Le numérique : vecteur de changements politiques

Cependant, il faut aussi nuancer cela. Le numérique a tendance à renforcer les mouvements sociaux et politiques, qu’ils soient bien ou mal (selon une perspective de la Charte des Nations unies des droits de l’homme). Ainsi, le numérique peut aussi être un espoir de démocratisation. Le meilleur exemple fut lors des Printemps arabes en 2011. Le rôle des NTIC, et en particulier des réseaux sociaux, a permis aux mouvements sociaux de se développer et d’organiser des manifestations. Ainsi, Facebook, Twitter et YouTube ont permis de diffuser des messages auprès des acteurs locaux et ainsi de stimuler une réaction internationale.

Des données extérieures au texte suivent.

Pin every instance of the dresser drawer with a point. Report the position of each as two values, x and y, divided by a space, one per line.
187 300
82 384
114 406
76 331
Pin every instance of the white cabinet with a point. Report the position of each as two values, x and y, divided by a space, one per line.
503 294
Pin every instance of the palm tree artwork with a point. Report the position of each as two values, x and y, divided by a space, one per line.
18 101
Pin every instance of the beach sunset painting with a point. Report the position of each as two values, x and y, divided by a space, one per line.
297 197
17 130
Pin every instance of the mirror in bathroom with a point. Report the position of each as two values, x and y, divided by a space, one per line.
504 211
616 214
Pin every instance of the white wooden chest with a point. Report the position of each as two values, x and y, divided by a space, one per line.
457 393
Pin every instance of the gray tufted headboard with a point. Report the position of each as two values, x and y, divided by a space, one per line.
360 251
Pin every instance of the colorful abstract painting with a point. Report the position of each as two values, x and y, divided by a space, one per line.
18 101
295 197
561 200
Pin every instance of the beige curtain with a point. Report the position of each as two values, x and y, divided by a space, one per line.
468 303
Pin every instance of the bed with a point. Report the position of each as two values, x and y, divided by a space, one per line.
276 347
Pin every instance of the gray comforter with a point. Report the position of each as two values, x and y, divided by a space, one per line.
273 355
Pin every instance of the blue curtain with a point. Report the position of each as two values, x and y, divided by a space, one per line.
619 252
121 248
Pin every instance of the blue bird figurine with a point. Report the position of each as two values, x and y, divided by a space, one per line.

Si l’exemple des Printemps arabes est le plus commun, en Afrique, certains mouvements sociaux ont aussi prospéré sur les réseaux sociaux. C’est en particulier le cas du mouvement « Y en a marre » (créé par un journaliste, Fadel Barro, et deux rappeurs, Thiat et Kilifeu) qui, dans un contexte de crise sociale et politique, a cherché à dissuader le président Wade de se présenter pour un troisième mandat. Grâce à cette chanson, le mouvement s’est développé sur les réseaux et les médias. 

Il est aussi intéressant de noter qu’en Afrique, les NTIC sont de plus en plus un moyen pour les intellectuels de diffuser leur pensée et de stimuler les mouvements de la jeunesse pour pousser à la démocratisation. Ainsi, des groupes de parole en Afrique utilisent ces réseaux et la digitalisation de l’information pour partager leur pensée. Achille Mbembe et Felwine Sarr, deux leaders de ce groupe de pensée, cherchent à propulser la « dévulnérabilisation » de l’Afrique en réduisant les dépendances, les accords déséquilibrés et le néocolonialisme.